僕は、6月から8月までミュージカル『エリザベート』に出ていて、夏の間は歌の仕事も多く、たくさんのセリフを言う機会があまりなかったので、どちらかというと歌のほうに気持ちがいっていました。今は逆に、役者の期間というか、言葉で演技をする機会が多い時期。10月からは井上ひさしさんの最期の戯曲による舞台『組曲虐殺』でプロレタリア作家の小林多喜二を演じています。今回のラジオドラマも言葉の演技です。

僕はもともと歌から俳優の道に入ったので、歌の方が得意で、セリフはまだ分からないことも多いのです。
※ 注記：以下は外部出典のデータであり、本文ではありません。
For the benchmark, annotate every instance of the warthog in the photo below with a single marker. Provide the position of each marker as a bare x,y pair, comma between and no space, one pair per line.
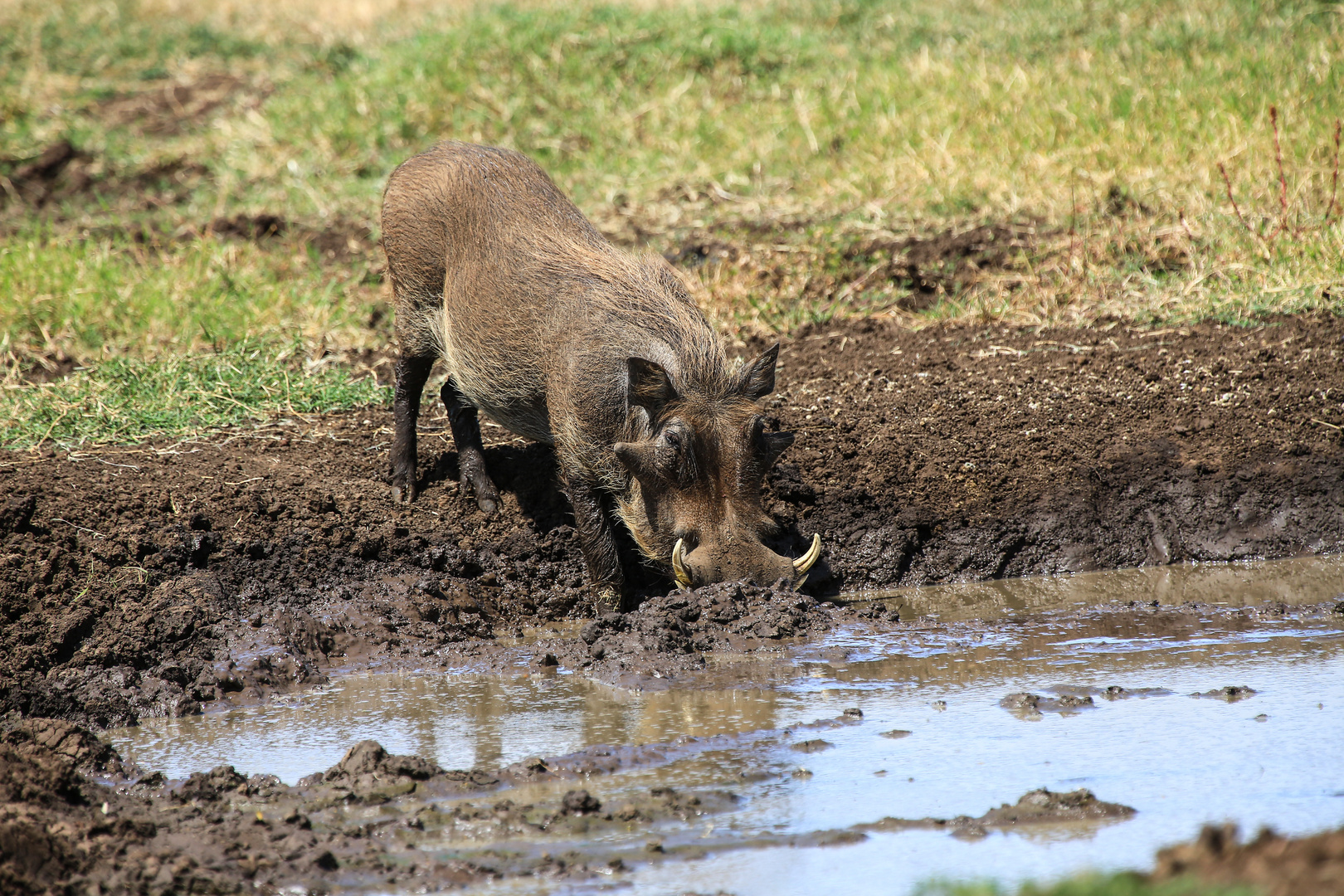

しばらくやってないと、さじ加減をちょっと忘れてたりもします。『組曲虐殺』のけいこでは、久しぶりにセリフの練習をしていたら、演出の栗山民也さんから、「滑舌がよすぎるな」と言われました。滑舌って、いいにこしたことはないんじゃないかと思っていたので、何がよすぎるんだろうか。それで思ったのが、歌は詞を届けるのが大事だけど、お芝居はなによりもその人に見えないといけない。なので、あまり日常と切り離されたしゃべり方をすると、逆に違和感があったりするのかもしれない。自分でも気づかないうちに、歌の発声になっていたのかなと。といって、あえて滑舌を悪くするのも難しいのですが、しゃべりのスピードは変えられるし、井上ひさしさんの戯曲のしゃべり方というのもあるんだろう。やっぱりセリフを言うって難しいな、と感じました。